PostHeaderIcon Mea Culpa

Looking back over my recent post RE: how governments and progressives are alike (and others), I realize I am guilty of poor word choices. The words “smart” and “stupid” don’t convey exactly what I was trying to get across. What I really meant to refer to is “rationality” versus “irrationality”. That is, to people who conduct their lives based on a rational view of their circumstances versus those who do not.

It occurs to me that there are multiple dimensions to what we might call smart (or stupid), ergo using these words might convey any number of things.

As I see it, the basic dimension is a functional human brain. Almost all humans have this.

The next dimension is IQ (or Intelligence Quotient) which proposes to be a measure of learning ability. An overwhelming majority of humans have sufficient IQ to enable rational thought.

Next would come education or training. Since rational thinking is not something we regularly teach our young, most rational thinkers developed the ability on their own. This is, in my opinion, the very greatest fault in modern America.

Once the mind has mastered the ability to think rationally, it now must have a constant inflow of a variety of information it can use to detect patterns and make assessments. In my opinion, this may well be the second greatest fault in modern America. For too many of us, the path of least resistance for taking in information is to consume the output of the so-called “main-stream media”. Given the obvious bias in the MSM along with the consistency of their message, it is easy for too many Americans to mistakenly think they have been informed. And, when one hears essentially the same message over and over again, the natural assessment is that said message must be correct.
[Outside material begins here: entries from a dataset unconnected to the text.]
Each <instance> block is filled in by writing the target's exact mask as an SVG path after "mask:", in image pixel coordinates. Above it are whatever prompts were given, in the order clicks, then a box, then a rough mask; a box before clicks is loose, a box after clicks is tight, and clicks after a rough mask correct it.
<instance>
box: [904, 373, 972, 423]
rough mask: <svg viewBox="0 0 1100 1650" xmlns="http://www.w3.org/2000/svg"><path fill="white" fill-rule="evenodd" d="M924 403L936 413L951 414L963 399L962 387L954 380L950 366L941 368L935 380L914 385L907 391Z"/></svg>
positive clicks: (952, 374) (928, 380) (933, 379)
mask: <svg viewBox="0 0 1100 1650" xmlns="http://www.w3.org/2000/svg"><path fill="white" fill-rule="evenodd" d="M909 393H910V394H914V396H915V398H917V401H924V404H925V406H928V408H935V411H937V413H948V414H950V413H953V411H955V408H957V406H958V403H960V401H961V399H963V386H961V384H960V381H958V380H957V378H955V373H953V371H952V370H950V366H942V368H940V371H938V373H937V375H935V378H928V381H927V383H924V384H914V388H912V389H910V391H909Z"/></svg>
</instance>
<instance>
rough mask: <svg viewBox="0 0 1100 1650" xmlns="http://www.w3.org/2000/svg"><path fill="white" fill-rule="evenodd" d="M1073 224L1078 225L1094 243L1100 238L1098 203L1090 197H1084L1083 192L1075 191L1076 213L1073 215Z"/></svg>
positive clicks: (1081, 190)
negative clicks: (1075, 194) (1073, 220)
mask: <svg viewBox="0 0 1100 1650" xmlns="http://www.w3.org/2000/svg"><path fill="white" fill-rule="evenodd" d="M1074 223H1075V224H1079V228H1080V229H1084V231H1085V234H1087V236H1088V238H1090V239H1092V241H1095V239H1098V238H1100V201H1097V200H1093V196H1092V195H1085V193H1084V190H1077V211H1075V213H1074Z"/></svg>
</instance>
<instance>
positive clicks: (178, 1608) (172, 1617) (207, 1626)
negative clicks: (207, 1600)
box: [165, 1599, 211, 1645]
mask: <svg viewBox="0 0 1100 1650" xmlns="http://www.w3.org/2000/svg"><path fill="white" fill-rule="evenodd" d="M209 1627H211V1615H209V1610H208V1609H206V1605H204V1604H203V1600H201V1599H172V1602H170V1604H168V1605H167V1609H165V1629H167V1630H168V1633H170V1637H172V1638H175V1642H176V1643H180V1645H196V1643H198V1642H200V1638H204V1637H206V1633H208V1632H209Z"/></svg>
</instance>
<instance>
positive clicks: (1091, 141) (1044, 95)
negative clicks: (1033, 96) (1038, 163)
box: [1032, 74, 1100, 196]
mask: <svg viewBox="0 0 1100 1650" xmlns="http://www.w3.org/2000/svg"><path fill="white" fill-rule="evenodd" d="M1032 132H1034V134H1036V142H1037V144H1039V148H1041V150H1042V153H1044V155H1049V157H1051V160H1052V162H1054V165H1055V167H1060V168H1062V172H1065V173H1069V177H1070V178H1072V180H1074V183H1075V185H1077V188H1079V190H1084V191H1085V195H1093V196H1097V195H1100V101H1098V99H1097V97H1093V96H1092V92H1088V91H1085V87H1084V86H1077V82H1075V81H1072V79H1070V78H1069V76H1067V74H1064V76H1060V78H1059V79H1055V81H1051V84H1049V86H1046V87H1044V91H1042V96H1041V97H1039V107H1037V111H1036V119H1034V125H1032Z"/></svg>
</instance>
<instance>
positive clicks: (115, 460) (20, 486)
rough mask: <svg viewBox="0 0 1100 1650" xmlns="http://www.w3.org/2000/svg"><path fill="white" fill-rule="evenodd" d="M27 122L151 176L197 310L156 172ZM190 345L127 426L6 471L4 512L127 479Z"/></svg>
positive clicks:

Finally, the person owning this able brain must put forth the effort to apply it appropriately. This includes seeking information sources outside the control of the MSM or the government (not that there is much difference these days) as well as eliminating emotion from their thought processes.

All this suggests, accurately in my opinion, that one can have a high IQ along with a large dose of what passes for education these days and still be totally irrational. Consider Barack Obama, Paul Krugman and Keith Olbermann as three easy examples. Conversely, there are many more “ordinary” people who conduct themselves very rationally.

In conclusion, when reading other of my contributions, wherever I used “stupid”, mentally substitute “irrational” and wherever I used “smart”, mentally substitute “rational”.

I promise to try to be more rational in my future contributions.